Comment est-elle placardée ? Est-elle scotchée ? Avec du scotch ? Apparemment elle avait été humidifiée sur le dessous et ça lui a suffi pour se fixer. Elle est comme ça.

Ils avaient pris une pâte garnie au fromage, du coup elle est épaisse. Il y avait un supplément quand on choisissait cette option. La boîte a fermé depuis. (Je parle de la firme. La boîte de la pizza a tout de suite été jetée dans une poubelle ou une corbeille, je ne sais plus.)

7 octobre 2013

Forum de l'emploi : 5 minutes pour convaincre.

Forum de l'emploi : 5 minutes pour convaincre. Envie de gerber.

Mais nous sommes déjà dans une nouvelle ère. "Se vendre" rapidement et efficacement comme à la télé, la télé souriante avec des dents qui brillent, c'est déjà presque de l'histoire ancienne. C'est limite ringard. C'est 90's. Nous sommes désormais dans la télé postmoderne, celle qui est laborieusement cruelle, pire que masochiste car on ne prend même plus plaisir à souffrir, ce n'est qu'un mal nécessaire en vue de notre "carrière". Nous devons faire beaucoup plus que nous "vendre" : nous devons nous "défendre". Le champ lexical s'est déplacé et a encore gagné en dimension militaire.

Le satiriste du monde de l'emploi devait jadis railler les annonces fleuries et hypocrites nous promettant monts et merveilles. C'était plus facile. Se moquer de l'hypocrisie, c'est vieux comme le monde. Désormais le monde a fait peau neuve et s'est décomplexé : tout est dit clairement. "Voici cet emploi de merde, vous allez en chier, c'est un poste nul et vomitif. Êtes-vous prêt à le subir ? En avez-vous vraiment la capacité ? Défendez-vous." Le masque est tombé mais ça n'en est que plus absurde. Le satiriste est décontenancé par l'absurde.

Quasiment tous les entretiens que j'ai vécus se sont résumés à ça : le patron déprécie le plus possible ce qu'il a à me proposer pour voir si je suis capable de l'avaler. "Capitalisme joyeux" ? Belle lurette qu'il ne l'est plus ! Il se sait déprimant et désespérant mais sait aussi que l'on ne peut vivre sans lui. 

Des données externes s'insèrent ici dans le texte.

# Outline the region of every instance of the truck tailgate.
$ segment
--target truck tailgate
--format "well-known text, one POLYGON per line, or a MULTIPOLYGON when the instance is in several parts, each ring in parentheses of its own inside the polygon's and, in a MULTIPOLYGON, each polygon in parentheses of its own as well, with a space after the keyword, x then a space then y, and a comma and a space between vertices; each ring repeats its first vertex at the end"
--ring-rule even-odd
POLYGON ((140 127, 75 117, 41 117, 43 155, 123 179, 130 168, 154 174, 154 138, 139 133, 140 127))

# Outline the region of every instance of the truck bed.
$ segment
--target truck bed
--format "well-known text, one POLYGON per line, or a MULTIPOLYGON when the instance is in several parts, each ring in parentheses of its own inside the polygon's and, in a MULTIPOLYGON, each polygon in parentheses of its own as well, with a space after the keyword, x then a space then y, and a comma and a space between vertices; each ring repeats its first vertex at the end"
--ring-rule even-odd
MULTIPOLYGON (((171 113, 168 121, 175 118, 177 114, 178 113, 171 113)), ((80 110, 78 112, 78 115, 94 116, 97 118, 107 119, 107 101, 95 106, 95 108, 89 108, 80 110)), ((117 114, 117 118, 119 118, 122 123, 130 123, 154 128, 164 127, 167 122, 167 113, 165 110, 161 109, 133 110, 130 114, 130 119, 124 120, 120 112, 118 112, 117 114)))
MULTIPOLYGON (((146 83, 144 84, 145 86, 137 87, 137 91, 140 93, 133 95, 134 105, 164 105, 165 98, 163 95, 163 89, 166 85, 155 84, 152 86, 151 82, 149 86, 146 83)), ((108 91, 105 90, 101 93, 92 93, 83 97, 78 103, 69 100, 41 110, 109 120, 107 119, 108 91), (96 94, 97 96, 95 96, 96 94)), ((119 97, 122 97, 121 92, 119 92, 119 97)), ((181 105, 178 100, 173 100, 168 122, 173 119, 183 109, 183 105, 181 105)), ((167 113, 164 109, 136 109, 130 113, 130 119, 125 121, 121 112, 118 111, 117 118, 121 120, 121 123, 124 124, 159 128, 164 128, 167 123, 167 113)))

"Alors vous devrez faire ça, êtes-vous conscient qu'il faudra faire ça, ici c'est vraiment pas terrible car on fait comme ça, ce sera pourri car vous ne pourrez faire que ça, ce sera très dur car il y aura ça, ce sera exigeant et éprouvant et dégoûtant. [...] Le poste vous intéresse quand même toujours ou pas ?" Ben non, tu crois quoi ? Envie de gerber ! Et c'est là qu'on a perdu. Il fallait garder le sourire délirant de l'aliéné. Le travail crée de la folie, il le sait bien. Mais il fera toujours avec, tant que la folie sera conciliante. Quand ne le sera t-elle plus ? Peut-être bientôt, qui sait.

8 septembre 2013

À ceux qui ont raté ça, je me permets d'évoquer

À ceux qui ont raté ça, je me permets d'évoquer l'un des plus incroyables feuilletons-révélations de l'été : on a appris que le fin du fin de la Justice, le but ultime à atteindre, c'était de ne surtout pas être « laxiste ». On se demandait depuis longtemps à quoi servaient les prisons, on avait bien émis quelques hypothèses : protéger la société de désordres humains imprévisibles, de dangers concrets imminents, ça on pouvait le comprendre, mais par contre on ne voyait pas pourquoi elles faisaient le maximum pour que les actes qu'elles combattent aient toutes les chances de se reproduire à la sortie de leurs entrailles. On a enfin saisi : leur seule aspiration doit être de ne pas être « laxiste », leur raison d'être est donc basée sur une injonction purement négative. Combattre le mal par le mal. Un pauvre vole, vengeance, nous le volons à notre tour. Ah tiens, comme par hasard, il en ressort encore plus pauvre et il vole de nouveau ! Comme c'est curieux ! Mais qu'à cela ne tienne, c'est reparti pour un tour à la zonzon : l'essentiel est de ne pas être « laxiste ». En toute logique, le retour de la phrase « Oeil pour œil, dent pour dent » dans les textes de lois aurait donc été réclamé par certains élus, comme on me le souffle dans l'oreillette. La philosophie de notre civilisation avance énormément, chers amis.

5 septembre 2013

Dire « Il faut que ça parle à tous, que ça

Dire « Il faut que ça parle à tous, que ça corresponde à ce que demandent les gens, à leur vécu » serait donc toujours égal à « Superficialité futile » et « Empilement de clichés construits de toutes pièces par de tierces personnes » ? Pourtant, si on répond ça, on fait du sophisme.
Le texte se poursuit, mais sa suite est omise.